Detto questo due osservazioni. Una di portata interna l’altra più generale e drammatica.
1) I sindaci dem di Palermo e Messina, per fare le ‘anime belle’, si sono dichiarati disponibili ad accogliere l’Acquarius. Non sta né in cielo né in terra che dei sindaci possano andar contro una decisione del Ministro degli Interni, cioè dello Stato italiano di cui fan parte.
2) Purtroppo, se alziamo un po’ lo sguardo, la questione delle migrazioni verso l’Europa in particolare l’Italia sembra irrisolvibile. L’80% di questi migranti non arrivano da guerre, che prima o poi finiranno, ma dall’Africa subsahariana cioè da quella che un tempo chiamavamo Africa Nera. Non cercano approdo in Europa perché attratti dalle bellurie del modello occidentale, come fu per la prima migrazione albanese (gli albanesi vedevano la Tv italiana e immaginavano il nostro come il paese di Bengodi).
Vengono per fame. Perché la loro economia, autoproduzione e autoconsumo, oltre che la loro socialità, è stata distrutta dall’introduzione in quelle terre del nostro modello di sviluppo. In genere si crede nell’ignoranza generale che l’Africa Nera sia sempre stata alla fame. Non è così. Agli inizi del Novecento, l’Africa Nera era totalmente autosufficiente dal punto di vista alimentare. Lo era ancora, sostanzialmente, (al 98%) nel 1961. Ma da quando ha cominciato a essere aggredita dall’integrazione economica occidentale –prima era considerata un mercato del tutto marginale e poco interessante- le cose sono precipitate. L’autosufficienza alimentare è scesa all’89% nel 1971, al 78% nel 1978 (P.N. Bradley, Produzione e distribuzione degli alimenti: la fame nel mondo in Geografia di un mondo in crisi, Franco Angeli, 1992). Per sapere come stanno le cose oggi, anno 2018, basta osservare, appunto, la fiumana di emigranti che tanto ci preoccupa. Ma quello che vediamo oggi non è che un pallido fantasma di ciò che vedremo domani. L’integrazione globale in Africa non fa che aumentare (adesso ci si sono messi anche i cinesi) e quindi non può che aumentare anche la fame. Per questo la posizione dell’”aiutiamoli a casa loro” è ipocrita e priva di senso. Perché più li “aiutiamo”, più li vincoliamo al nostro modello e li strangoliamo, riducendoli da poveri a miserabili. Ora, gli abitanti dell’Africa subsahariana sono 720 milioni (lasciando da parte il Sudafrica che fa caso a sé). Basta che una quota rilevante di questa gente, spinta dalla fame, cerchi la salvezza presso noi europei e non ci sarà chiusura delle frontiere che tenga. Non basteranno a far guardia le navi da guerra, i cannoni o qualsiasi altra misura. Saremo sommersi.

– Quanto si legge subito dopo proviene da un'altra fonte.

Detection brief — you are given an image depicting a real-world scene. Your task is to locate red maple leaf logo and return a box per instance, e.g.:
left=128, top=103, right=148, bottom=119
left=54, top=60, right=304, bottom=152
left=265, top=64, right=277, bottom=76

Chi dice, fra la gente comune e anche fra i politici (per esempio Giorgia Meloni) “via gli africani dall’Europa, ognuno deve restare a casa propria” avrebbe ragione se aggiungesse che anche noi avremmo dovuto restare a casa nostra e non invadere l’Africa Nera e i Paesi che con ipocrisia e drammatica ironia chiamiamo “in via di sviluppo ”, con le nostre industrie, con le nostre aziende, con i nostri “aiuti” pelosi e anche non pelosi, insomma col nostro modello di vita. Chi è causa del suo mal, oltre che di quello altrui, pianga se stesso.